RESULTS: Eighteen expert respondents were included. Responders perceived publication bias to be a possibility for comparisons of RD <1 cm versus RD=0 cm, but more so for comparisons involving higher volume suboptimal RD thresholds. However, experts' perceived publication bias in comparisons of RD=0 cm versus suboptimal RD thresholds did not translate into many elicited missing studies in Part B of the elicitation exercise. The median number of missing studies estimated by responders for the main comparison of RD<1 cm versus RD=0 cm was 10 (IQR: 5-20), with the number of missing studies influenced by whether the effect size was equivocal. The median number of missing studies estimated for suboptimal RD versus RD=0 cm was lower.
CONCLUSIONS: The results may raise awareness that a degree of scepticism is needed when reviewing studies comparing RD <1 cm versus RD=0 cm. There is also a belief among respondents that comparisons involving RD=0 cm and suboptimal thresholds (>1 cm) are likely to be impacted by publication bias, but this is unlikely to attenuate effect estimates in meta-analyses. © Author(s) (or their employer(s)) 2022. Re-use permitted under CC BY-NC. No commercial re-use. See rights and permissions. Published by BMJ.

In our elicitation exercise, designed in collaboration with senior gynae-oncologists, the number of respondents (n=18) was sufficient to provide a solid basis for meaningful conclusions to be drawn in an area of uncertainty.

Part A of the elicitation identifies areas where publication bias is of concern, but the questions asked do not provide an indication of the direction of any bias.

Therefore, in Part B of our elicitation exercise, we collected information that would enable any planned meta-analysis estimates to be adjusted for the anticipated impact of publication bias.

The approach adopted is inexpensive and easy to design and administer and did not rely on any contact with participants, who were able to complete at their own convenience.
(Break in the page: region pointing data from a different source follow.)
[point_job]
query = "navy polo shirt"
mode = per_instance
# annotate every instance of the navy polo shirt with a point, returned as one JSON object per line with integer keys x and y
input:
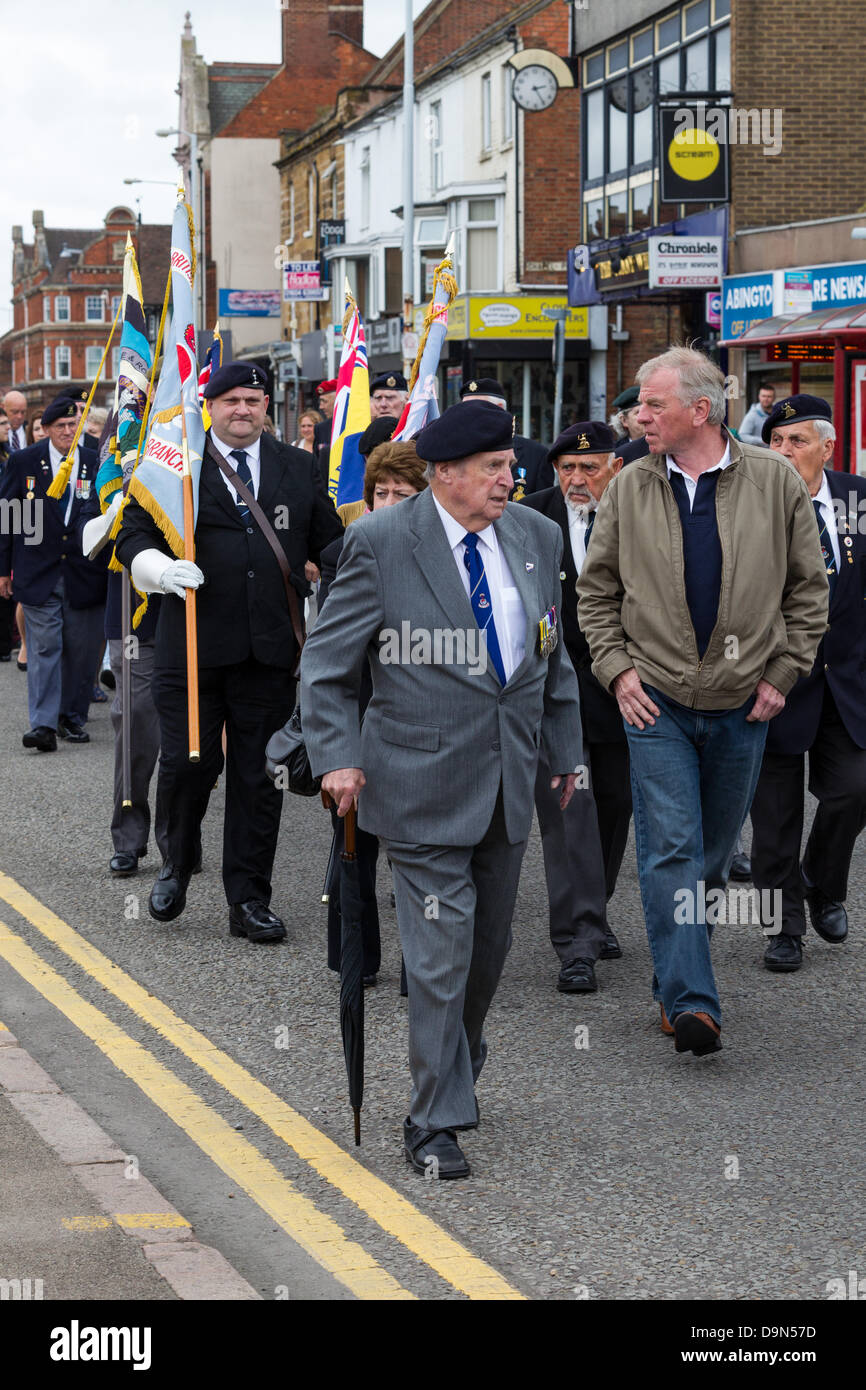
{"x": 701, "y": 545}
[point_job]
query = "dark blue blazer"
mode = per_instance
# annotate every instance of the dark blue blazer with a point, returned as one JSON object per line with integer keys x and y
{"x": 841, "y": 658}
{"x": 50, "y": 549}
{"x": 601, "y": 716}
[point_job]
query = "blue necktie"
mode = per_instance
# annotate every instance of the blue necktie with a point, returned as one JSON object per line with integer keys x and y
{"x": 826, "y": 548}
{"x": 480, "y": 598}
{"x": 246, "y": 477}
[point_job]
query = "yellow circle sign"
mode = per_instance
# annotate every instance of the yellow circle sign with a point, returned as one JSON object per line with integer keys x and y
{"x": 694, "y": 154}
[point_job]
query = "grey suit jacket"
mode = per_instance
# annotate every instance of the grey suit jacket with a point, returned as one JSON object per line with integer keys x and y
{"x": 438, "y": 736}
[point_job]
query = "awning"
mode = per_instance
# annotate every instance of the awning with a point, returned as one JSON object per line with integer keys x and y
{"x": 848, "y": 324}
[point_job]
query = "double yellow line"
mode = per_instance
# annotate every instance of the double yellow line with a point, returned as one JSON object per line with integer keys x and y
{"x": 313, "y": 1230}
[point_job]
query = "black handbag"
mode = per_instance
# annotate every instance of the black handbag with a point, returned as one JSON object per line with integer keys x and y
{"x": 287, "y": 761}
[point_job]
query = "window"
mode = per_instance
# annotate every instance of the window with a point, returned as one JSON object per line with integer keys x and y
{"x": 437, "y": 154}
{"x": 688, "y": 49}
{"x": 487, "y": 134}
{"x": 364, "y": 171}
{"x": 508, "y": 104}
{"x": 483, "y": 245}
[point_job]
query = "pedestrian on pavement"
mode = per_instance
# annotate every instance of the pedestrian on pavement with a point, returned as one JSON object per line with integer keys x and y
{"x": 583, "y": 845}
{"x": 61, "y": 592}
{"x": 683, "y": 544}
{"x": 755, "y": 419}
{"x": 248, "y": 649}
{"x": 824, "y": 715}
{"x": 531, "y": 471}
{"x": 453, "y": 598}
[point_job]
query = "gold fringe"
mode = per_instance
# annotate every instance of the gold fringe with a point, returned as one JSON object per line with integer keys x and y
{"x": 60, "y": 483}
{"x": 444, "y": 277}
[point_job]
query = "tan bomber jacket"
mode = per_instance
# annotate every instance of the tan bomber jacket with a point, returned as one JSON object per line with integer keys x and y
{"x": 774, "y": 592}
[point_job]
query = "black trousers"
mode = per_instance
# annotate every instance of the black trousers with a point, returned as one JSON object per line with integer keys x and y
{"x": 252, "y": 701}
{"x": 837, "y": 779}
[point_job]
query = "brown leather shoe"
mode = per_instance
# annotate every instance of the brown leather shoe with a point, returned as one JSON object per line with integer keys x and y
{"x": 697, "y": 1033}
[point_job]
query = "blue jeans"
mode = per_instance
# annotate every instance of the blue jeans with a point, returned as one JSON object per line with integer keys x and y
{"x": 692, "y": 780}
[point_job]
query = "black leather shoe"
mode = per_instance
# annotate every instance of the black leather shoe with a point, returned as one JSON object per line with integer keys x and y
{"x": 256, "y": 922}
{"x": 829, "y": 918}
{"x": 42, "y": 737}
{"x": 612, "y": 950}
{"x": 435, "y": 1154}
{"x": 784, "y": 952}
{"x": 71, "y": 731}
{"x": 168, "y": 894}
{"x": 697, "y": 1033}
{"x": 577, "y": 977}
{"x": 124, "y": 865}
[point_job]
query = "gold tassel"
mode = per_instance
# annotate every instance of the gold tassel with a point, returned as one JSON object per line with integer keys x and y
{"x": 444, "y": 277}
However, answers given by the experts to open-ended questions were prone to an ‘extreme answer bias’.

Introduction

Residual disease (RD) after upfront primary debulking surgery (PDS) for advanced epithelial ovarian cancer (EOC) is believed to be a key determinant of overall survival (OS). A recent prognostic factor systematic review protocol aims to demonstrate the superiority in terms of OS of the complete removal of RD in advanced EOC compared with leaving macroscopic disease (that is, the surgeon leaving some visible disease).1

However, much of the evidence in this area comes from small and/or retrospective studies. Relying on such studies to draw conclusions may be unsound. One reason for this relates to possible publication biases, which may be more pronounced for small, retrospective evaluations. Publication bias can arise when the publication of research findings depends on the nature and direction of the results. It is more likely in smaller and retrospective studies than for larger randomised controlled trials.2–6 Small studies might be underpowered and, furthermore, null findings might be due to deficiencies in the study design and conduct. Hence, including these studies might not lead to an appropriate adjustment of meta-analysis estimates. This is why we planned to include studies with a minimum sample size of 100 patients in the systematic review.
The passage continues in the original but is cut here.